Madde 5/1-ç-2-f) “Aile ve Sosyal Hizmetler Bakanlığı, iklim değişikliğine uyumlu sosyal koruma araçları geliştirerek yoksulluğu azaltacak ve ‘kırılgan gruplar’ın güçlendirilmesine yardımcı olacak faaliyetleri gerçekleştirmekle yükümlüdür”.
Burada, üzerinde yoğunlaşmak istediğim husus, İklim Değişikliği Kanunu kapsamına dâhil olan “kırılgan gruplar ya da kişiler” kapsamına kimlerin dâhil olduğudur.
Bu mevzua girmezden önce, kırılgan gruplarla alakalı kısa malumat vermek istiyorum.
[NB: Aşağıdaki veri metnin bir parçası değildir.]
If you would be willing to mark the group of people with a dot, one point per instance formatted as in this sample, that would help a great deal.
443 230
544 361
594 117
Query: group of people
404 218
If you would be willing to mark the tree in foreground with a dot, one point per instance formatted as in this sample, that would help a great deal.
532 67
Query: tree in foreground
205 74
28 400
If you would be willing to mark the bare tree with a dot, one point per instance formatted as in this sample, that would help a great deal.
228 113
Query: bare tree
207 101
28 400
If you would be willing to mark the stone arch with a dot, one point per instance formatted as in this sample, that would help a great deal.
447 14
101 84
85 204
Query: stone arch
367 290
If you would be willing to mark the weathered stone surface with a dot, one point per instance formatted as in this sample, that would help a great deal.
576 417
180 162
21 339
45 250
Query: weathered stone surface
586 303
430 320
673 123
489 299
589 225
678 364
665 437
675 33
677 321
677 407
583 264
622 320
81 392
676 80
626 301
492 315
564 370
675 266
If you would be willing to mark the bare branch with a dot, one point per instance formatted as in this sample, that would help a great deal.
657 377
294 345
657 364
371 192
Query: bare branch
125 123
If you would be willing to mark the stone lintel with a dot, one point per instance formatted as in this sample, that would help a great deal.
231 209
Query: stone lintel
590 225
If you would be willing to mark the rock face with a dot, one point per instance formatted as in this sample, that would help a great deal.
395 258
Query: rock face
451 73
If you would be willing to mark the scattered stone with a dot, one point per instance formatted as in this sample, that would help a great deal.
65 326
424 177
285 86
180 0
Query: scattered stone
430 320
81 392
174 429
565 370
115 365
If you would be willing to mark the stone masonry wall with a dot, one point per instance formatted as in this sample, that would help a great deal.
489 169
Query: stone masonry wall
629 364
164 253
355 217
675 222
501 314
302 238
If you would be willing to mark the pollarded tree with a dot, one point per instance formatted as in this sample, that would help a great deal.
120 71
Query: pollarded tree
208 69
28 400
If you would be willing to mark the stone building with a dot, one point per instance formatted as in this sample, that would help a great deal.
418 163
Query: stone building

Kırılgan (Hassas) Gruplar.
“Kırılganlık” halinin İngilizce karşılığı “vulnerability”dir. Bu kelime, etimolojik kökenini oluşturan Latince “yara” manasına gelen “vulnus” ve “yaralamak” anlamlarına gelen “vulnerare” kelimelerinden türetilmiştir. Mesele bu açıdan değerlendirildiğinde, esasen tüm insanların tabiatları icabı kırılgan olduğu belirtilse de, hukuki manada kırılganlık faklıdır. “Kırılganlık” kavramı ile ifade edilen alan ve kişileri ifade etmek üzere, “yaralanabilirlik”, “örselenebilirlik”, “mağduriyet”, “dezavantajlılık” ya da “savunmasızlık”, “hassaslık” gibi kelimelerin de kullanıldığı görülmektedir. Burada kırılgan kelimesi kullanılacaktır.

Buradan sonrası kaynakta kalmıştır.